[RFC] First (incomplete) cut of Xen paravirt binding

jeremy at goop.org (Jeremy Fitzhardinge) · Fri, 28 Jul 2006 11:55:33 -0700

Hi Eric,

Thanks for having a look at this.

Eric W. Biederman wrote:
> The linux 32bit entry point is well defined.
> %ebx holds the cpu number from a bootloader it must be 0.
> %esi holds a pointer to the linux parameter blob, that is usually
> filled in with BIOS calls.
>
> If you need hypervisor information at boot time and none of the
> existing parameters in %esi will suffice, bump the boot protocol
> version and allocate another variable.  And find that variable
> through %esi.  It's an extra instruction but not too hard.
> Bumping the boot protocol is probably desirable anyway because
> it will all reporting that the kernel can be paravirtualized.
>
> /sbin/kexec ultimately has to operate in all of these environments,
> and it would be insane if the bootloader had to be modified for a
> different calling convention for each environment.  If another 
> bootloader is being used it can be taught how to impedance match
> between linux and the hypervisor environment, that is the job of
> a bootloader.
>
> For those environments where paravirtualization is just an optimization
> we mostly likely want the detection to happen in arch/i386/boot/setup.S
> if it needs to happen early.
>
> As small food for thought.  There is currently work in progress to
> place an ELF header at the start of the bzImage to export the 32bit
> entry point, and to export the capability of the kernel being
> relocated.  
>
> Hopefully we can get to the point we can boot a standard bzImage
> kernel on the hypervisors as well.  Even if we can't use the 16bit
> entry point.
>   

There are a few significant differences between a Xen boot up and a 
native one:

    Xen has already set up a clean flat 32-bit environment with paging
    enabled, so there's very little setup needed before getting into
    start_kernel (basically it just needs to set %esp and make sure the
    D flag is clear).  We definitely don't want to be going into the
    16-bit entrypoint.

    The kernel is running in ring != 0, so ring0 instructions will
    fault, and popf misbehave.   Xen can (and does) emulate some of the
    ring0 instructions, but not necessarily enough to deal with
    startup_32 (I haven't looked at this in detail yet).  Either way,
    startup_32 would need to be modified to avoid the difficult cases.

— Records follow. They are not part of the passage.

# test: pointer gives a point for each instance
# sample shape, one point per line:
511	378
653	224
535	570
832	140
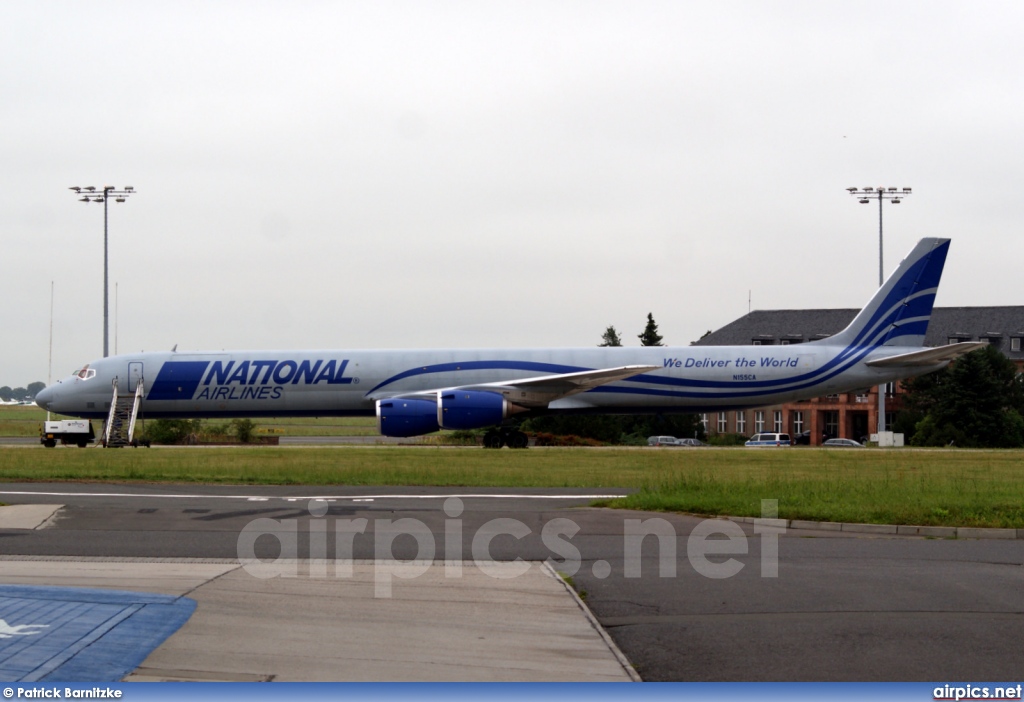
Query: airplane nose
44	397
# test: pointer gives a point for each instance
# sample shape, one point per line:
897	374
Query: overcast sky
484	174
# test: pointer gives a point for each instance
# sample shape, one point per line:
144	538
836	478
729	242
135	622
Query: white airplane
414	392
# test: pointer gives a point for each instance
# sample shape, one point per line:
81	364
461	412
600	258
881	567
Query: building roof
998	324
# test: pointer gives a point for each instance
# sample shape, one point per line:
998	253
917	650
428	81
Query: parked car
802	439
672	441
766	440
843	443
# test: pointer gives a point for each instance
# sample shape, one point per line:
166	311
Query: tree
650	337
978	401
610	338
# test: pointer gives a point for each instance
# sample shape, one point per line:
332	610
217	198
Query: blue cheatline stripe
81	634
177	381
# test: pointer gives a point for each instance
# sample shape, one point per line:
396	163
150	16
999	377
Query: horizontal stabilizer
928	356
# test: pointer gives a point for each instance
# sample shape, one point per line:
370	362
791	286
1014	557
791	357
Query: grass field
926	487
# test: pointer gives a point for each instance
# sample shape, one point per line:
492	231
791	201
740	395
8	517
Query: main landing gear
505	436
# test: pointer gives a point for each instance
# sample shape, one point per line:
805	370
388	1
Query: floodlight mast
92	195
864	195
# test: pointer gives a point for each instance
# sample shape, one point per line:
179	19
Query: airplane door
134	375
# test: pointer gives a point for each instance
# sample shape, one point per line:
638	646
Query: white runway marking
329	498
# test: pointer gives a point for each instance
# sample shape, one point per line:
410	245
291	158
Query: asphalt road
842	607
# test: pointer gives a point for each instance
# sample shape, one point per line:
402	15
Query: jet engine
452	409
473	408
407	418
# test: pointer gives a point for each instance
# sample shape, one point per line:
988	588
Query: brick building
852	414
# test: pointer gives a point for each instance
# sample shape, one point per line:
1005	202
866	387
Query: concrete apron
433	626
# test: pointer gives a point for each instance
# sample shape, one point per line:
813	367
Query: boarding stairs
120	429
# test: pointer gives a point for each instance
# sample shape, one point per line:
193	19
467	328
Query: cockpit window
85	374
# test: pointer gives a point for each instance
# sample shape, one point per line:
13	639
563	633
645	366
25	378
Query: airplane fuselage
348	383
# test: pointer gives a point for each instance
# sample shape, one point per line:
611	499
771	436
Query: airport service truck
67	432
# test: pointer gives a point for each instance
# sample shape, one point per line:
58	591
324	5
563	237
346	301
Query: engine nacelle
472	408
407	418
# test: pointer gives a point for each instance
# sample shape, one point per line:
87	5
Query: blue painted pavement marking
82	634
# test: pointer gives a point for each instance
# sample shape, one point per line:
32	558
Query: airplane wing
539	391
928	356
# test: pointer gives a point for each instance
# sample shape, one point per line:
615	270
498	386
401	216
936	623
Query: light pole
894	195
91	194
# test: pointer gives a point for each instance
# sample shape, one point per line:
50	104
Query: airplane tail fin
899	312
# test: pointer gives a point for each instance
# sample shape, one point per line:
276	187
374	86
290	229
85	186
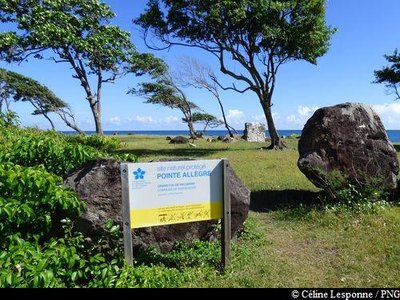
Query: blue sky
367	29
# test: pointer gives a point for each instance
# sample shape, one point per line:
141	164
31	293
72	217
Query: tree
390	75
164	91
197	75
259	35
21	88
76	32
207	120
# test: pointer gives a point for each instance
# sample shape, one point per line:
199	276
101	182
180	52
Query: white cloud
115	120
171	120
292	119
298	119
235	116
384	109
389	114
143	119
305	111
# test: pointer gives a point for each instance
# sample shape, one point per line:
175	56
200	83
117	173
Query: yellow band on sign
155	216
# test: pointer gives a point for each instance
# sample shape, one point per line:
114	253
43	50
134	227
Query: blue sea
394	135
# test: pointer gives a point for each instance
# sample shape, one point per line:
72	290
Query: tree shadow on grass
271	200
180	152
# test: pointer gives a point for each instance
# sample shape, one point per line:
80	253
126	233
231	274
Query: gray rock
349	138
228	139
254	132
99	185
179	140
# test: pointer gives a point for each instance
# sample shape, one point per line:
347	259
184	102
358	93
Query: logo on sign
139	174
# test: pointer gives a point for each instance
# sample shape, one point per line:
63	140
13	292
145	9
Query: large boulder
351	139
179	140
254	132
99	185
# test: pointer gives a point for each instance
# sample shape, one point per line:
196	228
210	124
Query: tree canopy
77	32
258	35
390	75
166	92
22	88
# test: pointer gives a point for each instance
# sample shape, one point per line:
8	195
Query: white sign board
172	192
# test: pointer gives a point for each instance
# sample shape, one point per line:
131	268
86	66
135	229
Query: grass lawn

    Xen also supports privileged kernels which run in ring 0, but
    they're stlil fully paravirtualized kernels; they should not use
    their ring0 status to set up the processor state without doing it
    through Xen.

    At present, Xen also passes a pointer to an info-block in %esi.  We
    could hang that off a normal boot params block if that looked like a
    useful thing to do.

    Also, the set of supported CPUs is smaller, so most of the cpuid
    stuff is reundant.  It would also need to be redone using the Xen
    version of cpuid to get a correct set of information.

This all makes me think it would be more awkward than helpful to have 
the Xen boot path go through the normal startup_32 path.

Zach proposed a change to the beginning of startup_32 to see if its 
running in ring != 0 or if paging is already enabled, and then jumping 
to a startup_paravirt entrypoint.  That's workable, but it essentially 
means we're creating a distinct hypervisor boot protocol.  That's not 
necessarily a bad thing - and it could be made to look more like the 
normal boot protocol - but because the setup code is so simple there 
doesn't seem to be a lot to be gained from it.  In the Xen case, it 
makes more sense to simply have a separate Xen-specific entrypoint to do 
a little bit of setup before jumping into start_kernel.

    J